Dropbox's New Policy of Scanning Files For DMCA Issues
Advocatus Diaboli (1627651) writes "This weekend a small corner of the Internet exploded with concern that Dropbox was going too far, actually scanning users' private and directly peer-shared files for potential copyright issues. What's actually going on is a little more complicated than that, but shows that sharing a file on Dropbox isn't always the same as sharing that file directly from your hard drive over something like e-mail or instant messenger. The whole kerfuffle started yesterday evening, when one Darrell Whitelaw tweeted a picture of an error he received when trying to share a link to a Dropbox file with a friend via IM. The Dropbox web page warned him and his friend that 'certain files in this folder can't be shared due to a takedown request in accordance with the DMCA.'"
Its been nice while it lasted, now on to other services!
If you are determined to use drop box, use an open source software as 7zip that will encrypt and zip. Otherwise, stop using drop box and move on to something else. One of the consequences of using the magical cloud is that your are bound to somebody else's rules for how they manage your data. Also note that those rules are subject to change at any time, and you don't have any say in those changes (I guess the only option is to speak with your wallet and move to greener pastures).

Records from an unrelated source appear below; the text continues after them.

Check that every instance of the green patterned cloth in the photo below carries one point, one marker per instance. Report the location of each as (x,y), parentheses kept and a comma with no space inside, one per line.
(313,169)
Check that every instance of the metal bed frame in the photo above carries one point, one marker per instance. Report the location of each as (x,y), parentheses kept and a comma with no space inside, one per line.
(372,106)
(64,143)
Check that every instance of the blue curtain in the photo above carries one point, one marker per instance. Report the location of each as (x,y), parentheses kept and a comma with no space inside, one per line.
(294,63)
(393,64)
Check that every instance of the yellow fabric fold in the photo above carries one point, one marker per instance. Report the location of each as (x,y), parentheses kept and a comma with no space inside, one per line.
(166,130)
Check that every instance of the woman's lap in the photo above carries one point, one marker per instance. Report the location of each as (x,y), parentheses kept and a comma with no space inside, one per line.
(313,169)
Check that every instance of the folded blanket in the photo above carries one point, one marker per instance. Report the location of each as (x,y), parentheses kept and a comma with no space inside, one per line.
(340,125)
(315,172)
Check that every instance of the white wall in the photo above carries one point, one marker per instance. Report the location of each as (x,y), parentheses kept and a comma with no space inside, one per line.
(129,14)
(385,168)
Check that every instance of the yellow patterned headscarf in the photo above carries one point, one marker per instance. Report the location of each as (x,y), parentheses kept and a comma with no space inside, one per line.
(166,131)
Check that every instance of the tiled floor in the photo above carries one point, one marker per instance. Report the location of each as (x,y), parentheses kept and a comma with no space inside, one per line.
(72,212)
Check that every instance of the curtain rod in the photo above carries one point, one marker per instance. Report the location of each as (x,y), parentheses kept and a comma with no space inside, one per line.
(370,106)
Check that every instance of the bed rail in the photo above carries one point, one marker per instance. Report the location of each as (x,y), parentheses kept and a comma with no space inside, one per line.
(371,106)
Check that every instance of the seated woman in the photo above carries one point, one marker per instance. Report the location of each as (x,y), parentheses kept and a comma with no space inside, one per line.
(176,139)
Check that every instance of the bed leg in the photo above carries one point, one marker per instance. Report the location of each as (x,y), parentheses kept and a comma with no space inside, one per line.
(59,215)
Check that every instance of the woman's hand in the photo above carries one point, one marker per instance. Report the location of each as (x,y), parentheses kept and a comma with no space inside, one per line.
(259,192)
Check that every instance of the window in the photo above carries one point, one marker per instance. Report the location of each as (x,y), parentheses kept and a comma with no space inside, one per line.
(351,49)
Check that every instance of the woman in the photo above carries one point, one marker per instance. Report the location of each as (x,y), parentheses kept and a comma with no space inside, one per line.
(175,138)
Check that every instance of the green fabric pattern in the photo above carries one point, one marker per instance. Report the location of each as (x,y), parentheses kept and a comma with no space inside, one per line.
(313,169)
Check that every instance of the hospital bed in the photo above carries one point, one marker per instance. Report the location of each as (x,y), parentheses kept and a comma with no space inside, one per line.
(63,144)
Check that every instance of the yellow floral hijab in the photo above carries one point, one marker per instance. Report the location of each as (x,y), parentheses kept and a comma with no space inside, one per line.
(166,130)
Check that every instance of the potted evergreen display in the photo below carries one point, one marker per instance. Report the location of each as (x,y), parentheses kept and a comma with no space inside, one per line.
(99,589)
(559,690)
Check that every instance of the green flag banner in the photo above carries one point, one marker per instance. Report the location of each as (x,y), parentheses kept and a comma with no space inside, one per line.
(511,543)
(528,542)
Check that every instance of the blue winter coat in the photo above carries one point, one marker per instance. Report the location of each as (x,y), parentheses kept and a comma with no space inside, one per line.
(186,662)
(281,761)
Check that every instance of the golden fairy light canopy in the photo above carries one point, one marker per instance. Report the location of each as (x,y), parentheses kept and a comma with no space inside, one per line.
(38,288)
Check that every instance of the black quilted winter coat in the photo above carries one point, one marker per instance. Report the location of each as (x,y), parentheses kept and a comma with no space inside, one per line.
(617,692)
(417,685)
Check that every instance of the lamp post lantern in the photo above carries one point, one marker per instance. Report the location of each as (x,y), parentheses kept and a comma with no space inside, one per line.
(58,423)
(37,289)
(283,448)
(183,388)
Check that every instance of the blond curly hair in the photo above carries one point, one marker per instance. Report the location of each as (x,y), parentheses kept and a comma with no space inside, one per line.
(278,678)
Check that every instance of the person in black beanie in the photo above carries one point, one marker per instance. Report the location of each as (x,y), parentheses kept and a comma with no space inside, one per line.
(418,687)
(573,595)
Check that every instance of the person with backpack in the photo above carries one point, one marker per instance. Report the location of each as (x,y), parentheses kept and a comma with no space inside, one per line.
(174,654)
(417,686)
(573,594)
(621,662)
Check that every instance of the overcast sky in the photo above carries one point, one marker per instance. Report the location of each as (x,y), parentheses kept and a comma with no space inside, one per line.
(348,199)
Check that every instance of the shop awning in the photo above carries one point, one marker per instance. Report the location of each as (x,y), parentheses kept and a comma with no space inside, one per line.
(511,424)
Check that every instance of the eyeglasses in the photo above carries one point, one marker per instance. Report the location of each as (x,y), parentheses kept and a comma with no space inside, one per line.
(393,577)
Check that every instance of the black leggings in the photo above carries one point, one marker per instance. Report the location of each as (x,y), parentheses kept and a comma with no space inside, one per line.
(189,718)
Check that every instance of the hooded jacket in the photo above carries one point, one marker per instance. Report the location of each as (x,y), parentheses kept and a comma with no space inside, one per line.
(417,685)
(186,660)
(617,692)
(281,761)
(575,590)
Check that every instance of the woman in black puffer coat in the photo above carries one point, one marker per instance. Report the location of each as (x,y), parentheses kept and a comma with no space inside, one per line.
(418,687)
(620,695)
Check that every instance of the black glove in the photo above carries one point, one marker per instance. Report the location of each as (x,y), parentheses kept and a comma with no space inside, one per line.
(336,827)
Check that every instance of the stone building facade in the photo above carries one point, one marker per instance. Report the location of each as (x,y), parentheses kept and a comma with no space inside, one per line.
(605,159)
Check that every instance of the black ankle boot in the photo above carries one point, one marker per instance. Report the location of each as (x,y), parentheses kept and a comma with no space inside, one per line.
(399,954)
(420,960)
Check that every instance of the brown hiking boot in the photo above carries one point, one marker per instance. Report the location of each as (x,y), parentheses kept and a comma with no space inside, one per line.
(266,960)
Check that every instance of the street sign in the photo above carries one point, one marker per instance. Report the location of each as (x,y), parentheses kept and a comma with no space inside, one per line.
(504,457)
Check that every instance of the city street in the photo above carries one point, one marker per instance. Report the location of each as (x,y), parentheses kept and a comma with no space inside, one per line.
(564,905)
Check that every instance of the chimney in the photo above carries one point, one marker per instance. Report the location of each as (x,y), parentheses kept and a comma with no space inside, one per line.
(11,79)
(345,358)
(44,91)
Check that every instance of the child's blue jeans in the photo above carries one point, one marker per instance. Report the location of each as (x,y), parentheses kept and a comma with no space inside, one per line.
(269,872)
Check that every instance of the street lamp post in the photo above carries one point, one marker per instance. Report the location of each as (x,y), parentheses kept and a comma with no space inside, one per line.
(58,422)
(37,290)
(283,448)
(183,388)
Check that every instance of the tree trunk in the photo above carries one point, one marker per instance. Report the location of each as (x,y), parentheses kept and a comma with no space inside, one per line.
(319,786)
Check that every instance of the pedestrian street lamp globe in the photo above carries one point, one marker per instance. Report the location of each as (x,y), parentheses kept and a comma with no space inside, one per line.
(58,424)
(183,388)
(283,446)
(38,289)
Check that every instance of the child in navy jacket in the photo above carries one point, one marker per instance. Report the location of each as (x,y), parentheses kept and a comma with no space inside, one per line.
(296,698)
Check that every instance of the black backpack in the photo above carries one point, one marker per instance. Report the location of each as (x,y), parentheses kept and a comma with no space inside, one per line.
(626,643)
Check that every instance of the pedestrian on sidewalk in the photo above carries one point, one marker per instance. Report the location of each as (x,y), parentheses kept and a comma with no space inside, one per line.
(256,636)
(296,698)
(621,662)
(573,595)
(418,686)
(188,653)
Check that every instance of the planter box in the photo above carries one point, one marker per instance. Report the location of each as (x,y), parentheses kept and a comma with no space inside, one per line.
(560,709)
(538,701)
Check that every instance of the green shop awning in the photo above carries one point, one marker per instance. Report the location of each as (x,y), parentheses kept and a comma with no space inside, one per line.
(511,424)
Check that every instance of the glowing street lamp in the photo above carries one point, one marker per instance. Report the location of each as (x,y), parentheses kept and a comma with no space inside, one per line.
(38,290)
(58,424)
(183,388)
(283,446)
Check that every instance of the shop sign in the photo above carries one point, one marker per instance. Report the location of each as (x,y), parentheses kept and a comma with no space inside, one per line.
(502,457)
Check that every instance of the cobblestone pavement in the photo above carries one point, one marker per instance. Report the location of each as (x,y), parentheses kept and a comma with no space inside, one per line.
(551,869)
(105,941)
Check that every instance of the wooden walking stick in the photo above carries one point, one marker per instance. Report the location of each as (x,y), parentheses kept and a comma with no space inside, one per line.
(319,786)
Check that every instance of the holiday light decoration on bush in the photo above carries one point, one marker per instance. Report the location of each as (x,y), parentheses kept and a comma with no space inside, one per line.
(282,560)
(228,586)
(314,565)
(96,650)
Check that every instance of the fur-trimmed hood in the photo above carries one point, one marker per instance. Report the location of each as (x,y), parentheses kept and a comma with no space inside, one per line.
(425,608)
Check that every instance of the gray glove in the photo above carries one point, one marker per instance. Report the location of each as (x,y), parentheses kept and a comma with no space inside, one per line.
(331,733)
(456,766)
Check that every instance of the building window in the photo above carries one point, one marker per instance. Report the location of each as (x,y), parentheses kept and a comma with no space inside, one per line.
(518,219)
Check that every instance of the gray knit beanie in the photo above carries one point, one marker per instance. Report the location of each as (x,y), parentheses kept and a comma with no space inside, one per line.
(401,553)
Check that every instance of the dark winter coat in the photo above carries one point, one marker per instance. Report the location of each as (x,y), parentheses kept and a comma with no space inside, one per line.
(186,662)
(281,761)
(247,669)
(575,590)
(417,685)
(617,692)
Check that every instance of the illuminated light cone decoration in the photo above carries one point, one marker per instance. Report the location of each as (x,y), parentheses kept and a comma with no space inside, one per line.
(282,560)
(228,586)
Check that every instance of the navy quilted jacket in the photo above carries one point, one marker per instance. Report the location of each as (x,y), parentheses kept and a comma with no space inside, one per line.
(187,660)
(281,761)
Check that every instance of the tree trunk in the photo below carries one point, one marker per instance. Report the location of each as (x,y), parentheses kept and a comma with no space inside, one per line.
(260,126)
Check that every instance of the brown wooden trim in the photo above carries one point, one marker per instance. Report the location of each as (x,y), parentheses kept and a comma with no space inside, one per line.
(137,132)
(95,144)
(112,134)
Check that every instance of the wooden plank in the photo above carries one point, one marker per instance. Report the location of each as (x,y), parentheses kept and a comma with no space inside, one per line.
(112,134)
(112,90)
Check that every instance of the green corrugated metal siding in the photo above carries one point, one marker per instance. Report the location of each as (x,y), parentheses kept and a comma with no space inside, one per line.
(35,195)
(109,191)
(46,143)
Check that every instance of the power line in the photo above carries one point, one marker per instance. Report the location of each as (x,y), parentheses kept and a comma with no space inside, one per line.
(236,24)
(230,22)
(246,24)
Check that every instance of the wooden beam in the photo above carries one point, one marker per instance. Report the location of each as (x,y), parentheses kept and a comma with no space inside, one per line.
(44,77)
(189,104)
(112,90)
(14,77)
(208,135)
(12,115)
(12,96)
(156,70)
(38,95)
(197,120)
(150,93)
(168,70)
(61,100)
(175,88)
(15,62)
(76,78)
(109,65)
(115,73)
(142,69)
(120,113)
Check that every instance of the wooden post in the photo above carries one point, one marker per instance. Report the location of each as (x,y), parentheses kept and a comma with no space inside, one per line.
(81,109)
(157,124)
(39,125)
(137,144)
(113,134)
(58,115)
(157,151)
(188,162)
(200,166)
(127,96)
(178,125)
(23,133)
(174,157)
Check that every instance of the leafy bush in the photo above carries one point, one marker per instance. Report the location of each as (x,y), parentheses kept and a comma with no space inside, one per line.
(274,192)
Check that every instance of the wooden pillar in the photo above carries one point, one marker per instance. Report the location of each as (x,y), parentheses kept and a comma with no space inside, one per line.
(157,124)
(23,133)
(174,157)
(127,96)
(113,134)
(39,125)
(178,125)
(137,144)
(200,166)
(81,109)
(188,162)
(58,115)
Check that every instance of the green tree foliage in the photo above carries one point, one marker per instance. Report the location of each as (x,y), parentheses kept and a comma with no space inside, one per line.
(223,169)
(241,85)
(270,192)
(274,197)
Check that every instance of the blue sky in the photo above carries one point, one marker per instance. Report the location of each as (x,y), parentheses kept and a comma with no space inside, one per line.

This is news, in the sense that Dropbox now actively crawls your files (DMCA still went about for publicly listed files anyway).
But my question is why are there people in the tech industry still surprised by the fact that Dropbox does not encrypt it's users's files and can read them outright...
That's how they do sharing between users, as well as file deduplication (Which probably works best for larger copyrighted files, funnily enough!)
I still use Dropbox, and promote it slightly: with the stern advise to use it simply as a convenient way of sharing crap, but treat it as a "public USB drive"!
Just never, ever, store sensitive data, like your business or evil masterplans, or your personal/bank/etc account details on it. But if you're sharing that MP3 you recorded on yesterday's block party, go right ahead!
All that's required of users is to use a encryption mechanism, even weak, to encrypt said files prior to uploading.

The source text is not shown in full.